A defesa do procedimento de falência pode ser feita pelo depósito elisivo, ou seja, depósito da quantia devida ao credor, conforme previsto no parágrafo único do artigo 98 da LRF. Ainda, pode-se requerer a recuperação judicial para sanar as dívidas com os credores, sem que haja a quebra da empresa propriamente dita. Por fim, é possível alegar as excludentes de pagamento previstas no artigo 96 da LRF: falsidade de título, prescrição, nulidade de obrigação ou de título, pagamento da dívida, fato que extinga ou suspenda o pagamento da dívida, vício de protesto ou instrumento e cessão da atividade empresarial por mais de dois anos antes do pedido de falência.

A sentença que decreta a falência produz efeitos sobre o falido, sobre os bens deste e, ainda, nos contratos bilaterais já firmados. Em relação ao falido, se for empresário individual, ficará inabilitado de exercer qualquer atividade empresarial até a declaração de extinção das suas obrigações, e estará com seu patrimônio indisponível, nos termos do disposto nos artigos 102 e 103 da Lei 11.101/2005.

Os bens serão arrecadados pelo administrador judicial para a composição da massa falida e futuro pagamento dos credores do falido. No que diz respeito aos contratos, conforme os artigos 115 a 128 da Lei 11.101/2005, a regra geral é o administrador judicial decidir sobre a manutenção ou extinção dos contratos bilaterais e unilaterais, sempre visando o que irá obter mais lucro e rendimentos para a massa falida.

A verificação e habilitação dos créditos ocorrem quando o administrador faz o quadro geral de credores, que conduzirá a ordem de pagamento dos créditos na falência. Por se tratar de direito disponível, o credor terá que ratificar a sua intenção em cobrar o crédito no processo falimentar, com exceção das Fazendas Públicas, que estão automaticamente habilitadas. O prazo para realizar este ato é de 15 dias, contados da data da publicação do edital contendo a integra da sentença que decreta a falência e do edital contendo a relação nominativa dos credores.

Existe a possibilidade de o credor requerer a modificação dos valores do seu próprio crédito ou do crédito de outrem, que constem no quadro geral de credores formulado pelo administrador judicial, sendo que esta impugnação deverá ser dirigida ao juízo falimentar no prazo de 10 dias, contados da publicação do edital.

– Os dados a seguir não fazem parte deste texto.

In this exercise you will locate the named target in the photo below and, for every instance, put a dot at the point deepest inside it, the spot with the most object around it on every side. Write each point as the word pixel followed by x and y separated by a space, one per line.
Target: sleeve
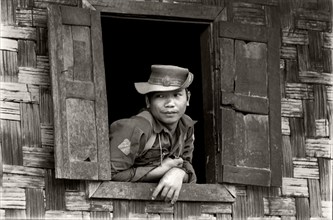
pixel 188 155
pixel 127 140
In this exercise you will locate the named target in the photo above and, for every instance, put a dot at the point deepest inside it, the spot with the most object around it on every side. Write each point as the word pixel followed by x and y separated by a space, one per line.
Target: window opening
pixel 131 46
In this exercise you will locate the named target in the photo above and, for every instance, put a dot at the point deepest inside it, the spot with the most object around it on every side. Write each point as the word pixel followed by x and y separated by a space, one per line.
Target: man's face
pixel 169 107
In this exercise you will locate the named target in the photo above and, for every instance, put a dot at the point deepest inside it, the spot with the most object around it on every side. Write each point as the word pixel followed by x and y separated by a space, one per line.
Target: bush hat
pixel 165 78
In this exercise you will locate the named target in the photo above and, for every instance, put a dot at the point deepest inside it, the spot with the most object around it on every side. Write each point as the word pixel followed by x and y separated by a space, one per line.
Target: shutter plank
pixel 247 176
pixel 82 53
pixel 81 127
pixel 101 99
pixel 274 96
pixel 68 52
pixel 251 68
pixel 55 30
pixel 84 90
pixel 75 16
pixel 243 32
pixel 245 103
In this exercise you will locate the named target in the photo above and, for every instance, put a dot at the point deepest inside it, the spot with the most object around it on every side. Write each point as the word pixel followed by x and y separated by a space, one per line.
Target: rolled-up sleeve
pixel 187 156
pixel 126 142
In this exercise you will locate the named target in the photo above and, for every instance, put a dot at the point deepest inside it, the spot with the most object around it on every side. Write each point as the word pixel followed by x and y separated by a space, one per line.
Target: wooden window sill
pixel 143 191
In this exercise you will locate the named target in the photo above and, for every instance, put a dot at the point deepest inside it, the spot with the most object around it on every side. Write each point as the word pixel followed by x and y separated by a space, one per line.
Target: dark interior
pixel 131 46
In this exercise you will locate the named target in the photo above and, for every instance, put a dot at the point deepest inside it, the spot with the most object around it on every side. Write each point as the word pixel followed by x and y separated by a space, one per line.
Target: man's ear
pixel 147 101
pixel 188 98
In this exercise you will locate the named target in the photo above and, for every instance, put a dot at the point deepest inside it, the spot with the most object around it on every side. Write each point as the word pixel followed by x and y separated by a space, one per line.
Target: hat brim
pixel 146 87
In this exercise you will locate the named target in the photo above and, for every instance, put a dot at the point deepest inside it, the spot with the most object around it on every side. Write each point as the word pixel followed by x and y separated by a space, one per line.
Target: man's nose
pixel 169 102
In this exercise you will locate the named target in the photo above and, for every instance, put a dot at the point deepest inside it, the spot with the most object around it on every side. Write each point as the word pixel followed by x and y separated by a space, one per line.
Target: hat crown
pixel 168 75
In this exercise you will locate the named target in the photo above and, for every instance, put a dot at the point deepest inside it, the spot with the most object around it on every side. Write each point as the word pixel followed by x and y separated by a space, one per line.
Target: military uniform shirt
pixel 128 137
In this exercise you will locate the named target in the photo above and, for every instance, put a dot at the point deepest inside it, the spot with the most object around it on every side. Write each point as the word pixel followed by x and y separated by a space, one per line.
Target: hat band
pixel 165 81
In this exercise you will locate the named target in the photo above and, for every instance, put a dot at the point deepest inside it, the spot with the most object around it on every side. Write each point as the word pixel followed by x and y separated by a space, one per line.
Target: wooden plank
pixel 291 108
pixel 41 44
pixel 288 52
pixel 283 206
pixel 59 214
pixel 297 137
pixel 316 77
pixel 302 208
pixel 46 110
pixel 80 89
pixel 325 174
pixel 10 111
pixel 61 153
pixel 75 16
pixel 159 207
pixel 26 53
pixel 298 37
pixel 100 215
pixel 8 44
pixel 239 208
pixel 82 53
pixel 11 142
pixel 228 155
pixel 228 68
pixel 23 17
pixel 251 68
pixel 25 33
pixel 38 157
pixel 319 147
pixel 39 17
pixel 100 205
pixel 274 105
pixel 8 69
pixel 285 126
pixel 47 135
pixel 306 168
pixel 8 11
pixel 255 200
pixel 314 198
pixel 322 128
pixel 210 136
pixel 54 191
pixel 287 157
pixel 68 48
pixel 33 76
pixel 216 208
pixel 320 103
pixel 76 201
pixel 243 32
pixel 121 209
pixel 142 191
pixel 295 187
pixel 252 141
pixel 30 125
pixel 35 203
pixel 104 169
pixel 248 13
pixel 14 214
pixel 186 11
pixel 298 91
pixel 12 198
pixel 245 103
pixel 246 175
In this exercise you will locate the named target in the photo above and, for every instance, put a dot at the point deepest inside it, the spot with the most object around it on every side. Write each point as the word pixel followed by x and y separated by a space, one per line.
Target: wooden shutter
pixel 79 94
pixel 250 127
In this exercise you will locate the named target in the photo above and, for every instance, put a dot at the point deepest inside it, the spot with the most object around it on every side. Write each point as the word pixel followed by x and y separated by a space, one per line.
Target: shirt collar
pixel 184 123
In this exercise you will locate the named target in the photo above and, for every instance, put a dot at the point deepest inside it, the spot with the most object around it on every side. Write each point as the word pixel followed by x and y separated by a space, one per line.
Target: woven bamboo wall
pixel 29 189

O processo de falência será extinto por sentença terminativa com o término do ativo da sociedade empresária, ou seja, quando o falido não tiver mais meios de pagar os devedores, o que só pode ocorrer após o administrador judicial apresentar as contas finais nos termos do artigo 154 da LRF.

Além da sentença, a extinção das obrigações do falido acontecerá após o prazo de cinco anos, contado do encerramento da falência, caso o falido não tenha condenação anterior por prática de crime falimentares; ou após 10 anos, contados do encerramento da falência, se o falido tiver sido condenado por prática de crime falimentares.

Estes são alguns dos tópicos relevantes da falência, procedimento este que, infelizmente, está em voga devido à crise econômica que assola o país, ou seja, o mercado, as pessoas e a nação sofrem com a quebra das empresas e a consequente falha na engrenagem econômica.

*Luiz Felipe Vieira de Siqueira é advogado, mestre em Direito Empresarial, LLM em Direito Corporativo e pós-graduado em Direito Constitucional.